# Text Preprocessing for Sentiment140

In this notebook, we will process the dataset to prepare it for training.  
This includes:
- Tokenization
- Lemmatization
- Formatting the dataset for Word2Vec training

The cleaned dataset from the EDA step will be used as input.


In [5]:
import pandas as pd
import nltk
from nltk.tokenize import word_tokenize
from nltk.stem import WordNetLemmatizer

# Download required NLTK resources
nltk.download("punkt", quiet=True)      
nltk.download("punkt_tab", quiet=True)  
nltk.download("wordnet", quiet=True)    


True

## Loading the Processed Dataset

We load the cleaned dataset from the previous EDA step.  
This dataset is stored in `data/processed/sentiment140_clean.csv`  
and has already undergone stopword removal and basic text cleaning.


In [6]:
df = pd.read_csv("../data/processed/sentiment140_clean.csv")

df.head()


Unnamed: 0,sentiment,text,tweet_length,clean_text
0,0,"@switchfoot http://twitpic.com/2y1zl - Awww, t...",115,switchfoot bummer shoulda david carr third
1,0,is upset that he can't update his Facebook by ...,111,upset cant update facebook texting might cry r...
2,0,@Kenichan I dived many times for the ball. Man...,89,kenichan dived many times ball managed save re...
3,0,my whole body feels itchy and like its on fire,47,whole body feels itchy fire
4,0,"@nationwideclass no, it's not behaving at all....",111,nationwideclass behaving mad cant


## Tokenization and Lemmatization

Each tweet is converted into a sequence of words using tokenization.  
Since stopwords were already removed in EDA, we only split the text into individual words and apply **lemmatization** to standardize the vocabulary.


In [7]:
# Initialize the lemmatizer
lemmatizer = WordNetLemmatizer()

def preprocess_text(text):
    """
    Tokenizes and lemmatizes the input text, removing punctuation and short words.
    
    Args:
        text (str): Input text to preprocess.
    
    Returns:
        list: List of lemmatized tokens.
    """
    # Handle NaN or non-string values
    if not isinstance(text, str):
        return []
    
    # Tokenize the text
    tokens = word_tokenize(text.lower())

    # Filter out non-alphabetic words and lemmatize
    lemmatized_tokens = [lemmatizer.lemmatize(token) for token in tokens if token.isalpha() and len(token) > 1]
    
    return lemmatized_tokens


In [9]:
df["tokens"] = df["clean_text"].apply(preprocess_text)

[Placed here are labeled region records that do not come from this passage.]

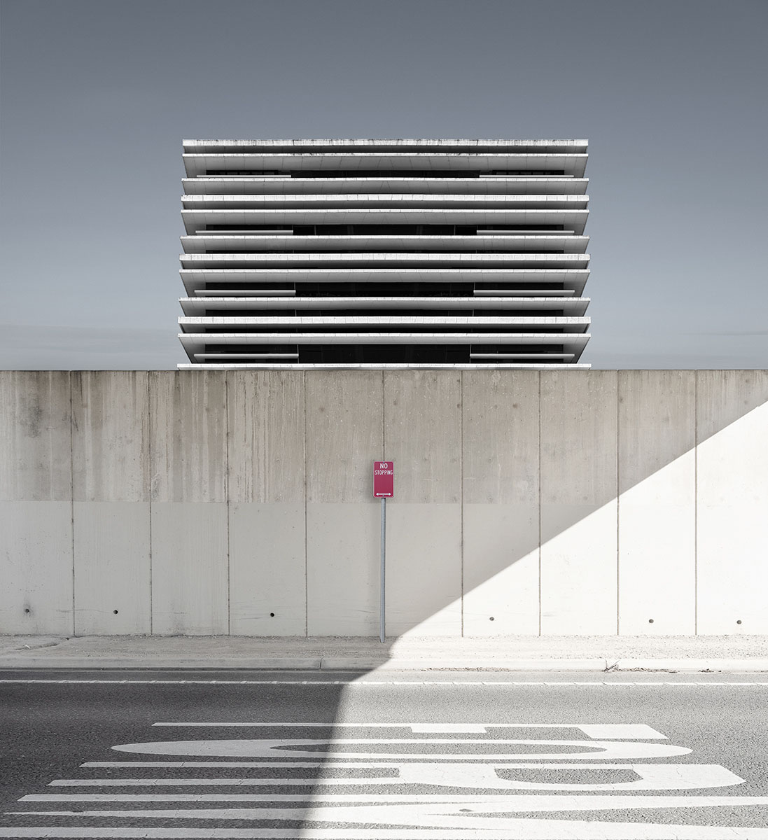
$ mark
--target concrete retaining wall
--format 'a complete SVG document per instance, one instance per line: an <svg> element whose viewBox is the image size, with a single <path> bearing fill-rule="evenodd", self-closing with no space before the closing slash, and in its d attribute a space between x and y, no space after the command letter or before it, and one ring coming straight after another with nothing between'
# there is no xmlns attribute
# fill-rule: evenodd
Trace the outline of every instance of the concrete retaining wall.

df[["clean_text", "tokens"]].head()



Unnamed: 0,clean_text,tokens
0,switchfoot bummer shoulda david carr third,"[switchfoot, bummer, shoulda, david, carr, third]"
1,upset cant update facebook texting might cry r...,"[upset, cant, update, facebook, texting, might..."
2,kenichan dived many times ball managed save re...,"[kenichan, dived, many, time, ball, managed, s..."
3,whole body feels itchy fire,"[whole, body, feel, itchy, fire]"
4,nationwideclass behaving mad cant,"[nationwideclass, behaving, mad, cant]"


In [13]:
# Save the tokenized dataset for the next step
output_path = "../data/processed/sentiment140_tokenized.csv"
df[['sentiment', 'clean_text', 'tokens']].to_csv(output_path, index=False)